Pada akhirnya mereka berdua tertawa bersama karena pernyataan pintar Vivi, sebenarnya ini pernyataan bodoh atau pintar sih? di satu sisi ini terlihat pintar di sisi lain juga terlihat bodoh karena sampai membuat orang berdebat hanya karena teh manis dingin atau anget.

Saat sedang asik memakan sarapannya, tiba-tiba mata Vivi menangkap sosok yang tak asing baginya. Pria tampan dengan kaca matanya yang kini tengah berdiri didepan kasir terlihat sedikit kesusahan. Vivi pun cepat-cepat menghabiskan makanannya dan menghampiri Pria itu.

"Pak Hasan?" Sapanya, Pak Hasan yang di sapa langsung menoleh.

"Eh, Vivi."

Dibalik tubuhnya Pak Hasan, Vivi melihat 4 bungkus plastik besar yang berisi nasi kotak.

"Ada acara yah pak? pesen nasi kotaknya sebanyak itu?"

"Iya, di rumah lagi ngadain syukuran Vi. Aqiqahan anak Bibi saya."

"Kelihatannya bapak kesusahan, mau saya bantu membawakannya?" Ucap Vivi.

Dengan senang hati Pak Hasan menerima bantuannya, Ia memberikan dua kresek besar pada Vivi dua sisanya akan ia bawa.

"Terima Kasih Nak, saya sangat terbantu."

"Iya Pak sama-sama, oh iya ini di bawa kemana?"

"Taruh saja di bagasi mobil hitam di parkiran, mobilnya tidak saya kunci. Kamu duluan saja, saya mau membayar nasi kotak ini dulu." Vivi mengangguk dan pergi menuju mobil SUV hitam yang terparkir tepat di depan rumah makan.

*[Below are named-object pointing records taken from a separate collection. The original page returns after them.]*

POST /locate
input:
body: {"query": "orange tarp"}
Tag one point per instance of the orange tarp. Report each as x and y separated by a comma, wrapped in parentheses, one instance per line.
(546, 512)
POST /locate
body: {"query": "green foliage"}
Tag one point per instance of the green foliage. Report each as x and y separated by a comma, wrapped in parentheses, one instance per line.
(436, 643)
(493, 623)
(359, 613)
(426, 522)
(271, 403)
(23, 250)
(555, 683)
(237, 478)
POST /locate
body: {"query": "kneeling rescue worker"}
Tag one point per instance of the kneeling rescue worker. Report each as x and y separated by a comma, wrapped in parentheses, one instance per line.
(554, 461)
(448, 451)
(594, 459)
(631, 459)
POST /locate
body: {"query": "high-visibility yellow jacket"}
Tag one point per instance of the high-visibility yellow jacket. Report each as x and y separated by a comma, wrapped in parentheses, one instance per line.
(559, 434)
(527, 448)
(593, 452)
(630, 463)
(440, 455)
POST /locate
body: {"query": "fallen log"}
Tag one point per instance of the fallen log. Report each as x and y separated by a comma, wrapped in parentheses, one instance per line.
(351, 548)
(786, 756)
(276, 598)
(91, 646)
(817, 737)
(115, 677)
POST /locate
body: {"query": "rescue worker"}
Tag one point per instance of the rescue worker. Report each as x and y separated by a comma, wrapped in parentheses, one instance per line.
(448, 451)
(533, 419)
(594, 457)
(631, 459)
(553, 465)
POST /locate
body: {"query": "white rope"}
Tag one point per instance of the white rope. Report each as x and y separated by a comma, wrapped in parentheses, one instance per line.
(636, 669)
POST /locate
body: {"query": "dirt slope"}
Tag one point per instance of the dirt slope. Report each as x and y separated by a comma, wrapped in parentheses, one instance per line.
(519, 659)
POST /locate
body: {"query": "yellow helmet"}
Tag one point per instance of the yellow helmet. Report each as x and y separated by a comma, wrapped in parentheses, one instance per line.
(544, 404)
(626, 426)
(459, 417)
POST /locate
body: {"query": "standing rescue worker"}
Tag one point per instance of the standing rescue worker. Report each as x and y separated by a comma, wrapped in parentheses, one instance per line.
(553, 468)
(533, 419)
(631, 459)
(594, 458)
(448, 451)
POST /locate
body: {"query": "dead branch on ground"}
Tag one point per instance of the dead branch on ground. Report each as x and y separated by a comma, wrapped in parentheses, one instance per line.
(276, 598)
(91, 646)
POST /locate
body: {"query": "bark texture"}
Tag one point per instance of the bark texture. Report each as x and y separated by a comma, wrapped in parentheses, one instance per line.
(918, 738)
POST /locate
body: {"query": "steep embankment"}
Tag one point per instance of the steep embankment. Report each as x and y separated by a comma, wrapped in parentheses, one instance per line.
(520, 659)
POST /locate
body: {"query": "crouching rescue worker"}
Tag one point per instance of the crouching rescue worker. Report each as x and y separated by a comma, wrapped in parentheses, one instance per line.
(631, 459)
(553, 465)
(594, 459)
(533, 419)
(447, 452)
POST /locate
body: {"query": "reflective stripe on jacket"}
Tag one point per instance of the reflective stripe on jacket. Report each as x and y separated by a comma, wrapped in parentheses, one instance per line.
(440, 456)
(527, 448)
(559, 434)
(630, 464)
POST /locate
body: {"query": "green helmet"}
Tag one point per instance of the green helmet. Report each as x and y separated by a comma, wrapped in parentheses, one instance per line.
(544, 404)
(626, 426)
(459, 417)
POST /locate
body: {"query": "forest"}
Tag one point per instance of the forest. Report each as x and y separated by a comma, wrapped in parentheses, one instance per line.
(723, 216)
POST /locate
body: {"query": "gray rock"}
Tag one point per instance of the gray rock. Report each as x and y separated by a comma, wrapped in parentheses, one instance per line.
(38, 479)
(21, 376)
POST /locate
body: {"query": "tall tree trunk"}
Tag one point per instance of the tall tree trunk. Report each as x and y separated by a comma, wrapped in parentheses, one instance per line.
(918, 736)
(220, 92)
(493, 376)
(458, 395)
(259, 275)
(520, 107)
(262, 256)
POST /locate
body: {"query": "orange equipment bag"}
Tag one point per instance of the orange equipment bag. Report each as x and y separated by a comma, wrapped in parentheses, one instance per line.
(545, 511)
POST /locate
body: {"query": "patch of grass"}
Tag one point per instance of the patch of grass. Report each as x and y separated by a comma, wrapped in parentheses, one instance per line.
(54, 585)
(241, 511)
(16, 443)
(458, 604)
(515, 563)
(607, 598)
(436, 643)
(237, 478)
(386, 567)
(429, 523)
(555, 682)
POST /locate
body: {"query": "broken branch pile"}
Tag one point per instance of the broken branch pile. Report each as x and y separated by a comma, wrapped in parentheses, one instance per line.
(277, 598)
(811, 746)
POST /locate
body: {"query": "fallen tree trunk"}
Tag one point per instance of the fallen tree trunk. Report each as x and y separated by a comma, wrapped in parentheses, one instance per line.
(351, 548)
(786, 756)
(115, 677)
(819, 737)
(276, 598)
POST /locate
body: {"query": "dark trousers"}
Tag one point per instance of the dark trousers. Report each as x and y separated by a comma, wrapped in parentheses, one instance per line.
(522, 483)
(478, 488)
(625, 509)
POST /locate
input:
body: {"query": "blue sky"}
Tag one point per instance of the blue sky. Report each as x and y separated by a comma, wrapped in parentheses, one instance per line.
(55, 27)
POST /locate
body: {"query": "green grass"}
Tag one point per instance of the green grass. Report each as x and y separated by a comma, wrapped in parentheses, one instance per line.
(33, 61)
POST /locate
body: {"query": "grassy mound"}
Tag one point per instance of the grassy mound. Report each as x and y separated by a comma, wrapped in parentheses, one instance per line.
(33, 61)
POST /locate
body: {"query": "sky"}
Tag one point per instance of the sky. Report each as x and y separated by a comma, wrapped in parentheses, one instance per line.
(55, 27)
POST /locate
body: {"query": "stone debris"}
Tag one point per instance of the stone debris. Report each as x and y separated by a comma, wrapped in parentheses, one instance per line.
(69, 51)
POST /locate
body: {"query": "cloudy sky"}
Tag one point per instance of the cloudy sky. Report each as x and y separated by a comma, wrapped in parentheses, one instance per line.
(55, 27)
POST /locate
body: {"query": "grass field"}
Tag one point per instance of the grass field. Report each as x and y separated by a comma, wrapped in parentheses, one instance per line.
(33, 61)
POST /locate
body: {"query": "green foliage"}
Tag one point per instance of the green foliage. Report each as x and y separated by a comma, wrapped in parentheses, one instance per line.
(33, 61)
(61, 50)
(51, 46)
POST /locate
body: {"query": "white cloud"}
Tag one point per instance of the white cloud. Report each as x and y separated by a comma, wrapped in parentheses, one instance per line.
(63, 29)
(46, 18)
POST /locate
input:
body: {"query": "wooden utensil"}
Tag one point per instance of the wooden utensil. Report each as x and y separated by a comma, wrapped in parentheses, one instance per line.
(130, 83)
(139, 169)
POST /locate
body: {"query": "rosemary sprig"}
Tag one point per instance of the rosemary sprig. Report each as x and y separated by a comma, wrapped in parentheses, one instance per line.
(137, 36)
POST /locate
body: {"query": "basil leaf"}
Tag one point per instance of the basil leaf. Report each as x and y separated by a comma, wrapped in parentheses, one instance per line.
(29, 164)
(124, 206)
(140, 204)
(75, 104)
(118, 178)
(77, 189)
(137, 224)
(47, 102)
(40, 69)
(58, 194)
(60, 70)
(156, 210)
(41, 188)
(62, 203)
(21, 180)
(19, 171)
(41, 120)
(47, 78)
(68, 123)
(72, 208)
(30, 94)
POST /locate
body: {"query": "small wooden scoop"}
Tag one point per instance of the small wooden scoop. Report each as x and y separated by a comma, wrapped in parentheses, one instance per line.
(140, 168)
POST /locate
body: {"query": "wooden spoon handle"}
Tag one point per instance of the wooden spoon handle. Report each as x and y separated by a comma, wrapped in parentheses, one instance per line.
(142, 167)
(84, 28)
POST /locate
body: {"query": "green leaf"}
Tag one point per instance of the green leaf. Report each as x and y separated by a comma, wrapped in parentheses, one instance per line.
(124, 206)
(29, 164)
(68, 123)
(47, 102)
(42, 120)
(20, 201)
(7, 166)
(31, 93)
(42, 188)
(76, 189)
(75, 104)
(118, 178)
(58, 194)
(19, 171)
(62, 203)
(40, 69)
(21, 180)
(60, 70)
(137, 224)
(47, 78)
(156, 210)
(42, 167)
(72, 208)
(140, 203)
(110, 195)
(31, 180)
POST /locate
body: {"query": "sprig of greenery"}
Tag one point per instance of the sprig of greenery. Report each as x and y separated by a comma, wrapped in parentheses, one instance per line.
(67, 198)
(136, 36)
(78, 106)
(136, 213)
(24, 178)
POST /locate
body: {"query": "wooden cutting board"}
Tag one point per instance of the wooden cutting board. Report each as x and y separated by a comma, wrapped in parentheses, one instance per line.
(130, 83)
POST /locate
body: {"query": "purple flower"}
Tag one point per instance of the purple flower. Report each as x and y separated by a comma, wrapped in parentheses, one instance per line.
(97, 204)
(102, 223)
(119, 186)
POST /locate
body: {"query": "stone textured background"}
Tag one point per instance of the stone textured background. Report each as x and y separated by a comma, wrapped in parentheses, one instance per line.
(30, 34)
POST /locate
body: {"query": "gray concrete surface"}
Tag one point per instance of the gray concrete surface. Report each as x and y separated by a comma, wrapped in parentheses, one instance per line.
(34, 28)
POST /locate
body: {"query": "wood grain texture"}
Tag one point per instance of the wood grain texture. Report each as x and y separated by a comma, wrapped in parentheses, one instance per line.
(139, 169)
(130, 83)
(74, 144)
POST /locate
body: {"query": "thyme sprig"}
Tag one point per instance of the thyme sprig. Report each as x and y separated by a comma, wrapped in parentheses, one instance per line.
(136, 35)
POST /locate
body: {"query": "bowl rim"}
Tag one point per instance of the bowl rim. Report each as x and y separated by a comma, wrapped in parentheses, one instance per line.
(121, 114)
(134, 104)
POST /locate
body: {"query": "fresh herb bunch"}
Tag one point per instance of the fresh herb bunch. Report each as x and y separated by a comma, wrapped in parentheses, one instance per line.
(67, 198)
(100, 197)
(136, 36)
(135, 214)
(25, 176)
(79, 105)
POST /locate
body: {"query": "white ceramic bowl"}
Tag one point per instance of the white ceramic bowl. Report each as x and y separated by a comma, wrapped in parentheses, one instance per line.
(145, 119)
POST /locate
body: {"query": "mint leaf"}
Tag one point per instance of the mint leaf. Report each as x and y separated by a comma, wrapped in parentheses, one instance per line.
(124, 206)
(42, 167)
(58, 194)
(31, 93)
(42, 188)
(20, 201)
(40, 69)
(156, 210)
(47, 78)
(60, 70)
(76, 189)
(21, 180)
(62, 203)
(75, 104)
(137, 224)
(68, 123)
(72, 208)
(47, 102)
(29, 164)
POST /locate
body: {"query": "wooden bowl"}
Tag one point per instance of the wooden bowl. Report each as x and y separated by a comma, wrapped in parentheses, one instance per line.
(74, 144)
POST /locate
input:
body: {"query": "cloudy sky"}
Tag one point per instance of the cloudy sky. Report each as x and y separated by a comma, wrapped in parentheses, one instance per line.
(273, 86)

Setibanya di belakang mobil, ia meletakkan terlebih dahulu kedua kantong kresek itu untuk membuka bagasi mobil Pak Hasan. Saat bagasi sudah terbuka, di sana ada satu tas hitam yang terbuka. Di sela-sela yang terbuka itu, terlihat ada benda berwarna putih. Terlihat sangat tidak asing bagi Vivi, ia pun mengambilnya perlahan.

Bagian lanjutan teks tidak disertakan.